New Computer Science Seminar Series kicks off 2/25

New Computer Science Seminar Series kicks off 2/25

We invite you to join us for the first talk in our Computer Science Seminar Series, a monthly speaker event that will showcase leading regional experts in computer science to discuss a range of top-of-mind topics. Curated by Director of Computer Science Dr. Ian Gorton, the series will provide a great opportunity for industry to gather in the classroom and network at Northeastern University-Seattle’s campus in South Lake Union.

CS Seminar: Predicting Demographics and Affect in Social Networks

February 25, 4:30pm @ Northeastern University-Seattle, 401 Terry Ave. N, Suite 103

An in-depth discussion and networking opportunity with predictive analytics expert Dr. Svitlana Volkova, Research Scientist at Pacific Northwest National Laboratory. Social media predictive analytics bring unique opportunities to study people and their behaviors in real time, at an unprecedented scale: who they are, what they like and what they think and feel. Such large-scale real-time social analytics provide a novel set of conditions for the construction of predictive models. RSVP HERE

Dr. Volkova’s work focuses on various approaches to handling this dynamic data for predicting latent user demographics, from constrained-resource batch classification, to incremental bootstrapping, and then iterative learning via interactive rationale (feature) crowdsourcing. In addition, she studied the relationships between a variety of perceived user properties e.g., income, education etc. and opinions, emotions and interests in a social network.

Speaker Bio

Svitlana Volkova received her PhD in Computer Science from Johns Hopkins University. She was affiliated with the Center for Language and Speech Processing and the Human Language Technology Center of Excellence. Her PhD research focused on building predictive models for socio-linguistic content analysis in social media.

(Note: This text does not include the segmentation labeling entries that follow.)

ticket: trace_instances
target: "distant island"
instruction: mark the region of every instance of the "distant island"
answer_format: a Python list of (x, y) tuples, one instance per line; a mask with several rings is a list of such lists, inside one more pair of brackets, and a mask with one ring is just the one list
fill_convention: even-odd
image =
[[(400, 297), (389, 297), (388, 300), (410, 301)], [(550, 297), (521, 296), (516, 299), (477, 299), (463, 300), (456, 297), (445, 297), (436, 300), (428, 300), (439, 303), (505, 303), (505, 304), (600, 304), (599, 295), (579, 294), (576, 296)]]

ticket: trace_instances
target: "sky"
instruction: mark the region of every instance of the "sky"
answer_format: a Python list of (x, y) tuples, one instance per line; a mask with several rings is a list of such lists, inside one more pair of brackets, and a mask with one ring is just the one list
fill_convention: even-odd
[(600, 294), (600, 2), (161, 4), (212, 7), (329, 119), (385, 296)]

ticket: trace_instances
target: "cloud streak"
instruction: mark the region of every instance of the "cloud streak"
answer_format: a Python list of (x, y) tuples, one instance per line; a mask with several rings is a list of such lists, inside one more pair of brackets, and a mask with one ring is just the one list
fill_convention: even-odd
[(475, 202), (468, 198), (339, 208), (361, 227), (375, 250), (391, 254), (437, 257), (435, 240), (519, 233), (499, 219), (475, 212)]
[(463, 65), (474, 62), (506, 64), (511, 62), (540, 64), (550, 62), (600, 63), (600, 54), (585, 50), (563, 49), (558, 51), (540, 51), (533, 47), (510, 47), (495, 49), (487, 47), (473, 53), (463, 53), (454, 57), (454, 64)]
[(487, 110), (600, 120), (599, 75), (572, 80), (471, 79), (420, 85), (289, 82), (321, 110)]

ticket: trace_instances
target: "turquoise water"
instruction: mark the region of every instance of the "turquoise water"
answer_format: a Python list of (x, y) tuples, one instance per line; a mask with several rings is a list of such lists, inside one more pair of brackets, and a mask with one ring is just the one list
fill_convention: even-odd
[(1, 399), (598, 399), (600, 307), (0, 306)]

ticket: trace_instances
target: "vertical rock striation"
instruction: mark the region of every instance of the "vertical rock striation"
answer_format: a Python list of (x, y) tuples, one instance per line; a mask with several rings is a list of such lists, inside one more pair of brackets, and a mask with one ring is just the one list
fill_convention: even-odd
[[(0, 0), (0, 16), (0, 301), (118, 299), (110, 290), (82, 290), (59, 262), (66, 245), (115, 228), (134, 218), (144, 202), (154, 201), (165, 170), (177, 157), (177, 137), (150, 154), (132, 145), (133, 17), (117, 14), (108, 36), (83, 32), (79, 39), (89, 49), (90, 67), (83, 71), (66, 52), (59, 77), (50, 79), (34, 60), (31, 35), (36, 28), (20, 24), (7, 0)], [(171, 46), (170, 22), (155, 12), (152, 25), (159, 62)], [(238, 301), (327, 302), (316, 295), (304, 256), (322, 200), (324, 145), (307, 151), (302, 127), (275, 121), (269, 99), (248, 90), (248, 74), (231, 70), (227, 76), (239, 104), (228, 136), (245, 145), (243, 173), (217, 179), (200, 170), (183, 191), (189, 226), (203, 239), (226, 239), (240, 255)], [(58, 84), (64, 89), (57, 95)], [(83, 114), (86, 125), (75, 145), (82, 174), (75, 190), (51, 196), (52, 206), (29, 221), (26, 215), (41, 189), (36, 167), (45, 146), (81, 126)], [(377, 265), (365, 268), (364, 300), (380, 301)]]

She has been mainly working on online models for streaming social media analytics, fine-grained emotion detection and multilingual sentiment analysis, and effective annotation techniques via crowdsourcing incorporated into the active learning framework. She interned at Microsoft Research in 2011, 2012 and 2014 at the Natural Language Processing and Machine Learning and Perception teams. She was awarded the Google Anita Borg Memorial Scholarship in 2010 and the Fulbright Scholarship in 2008.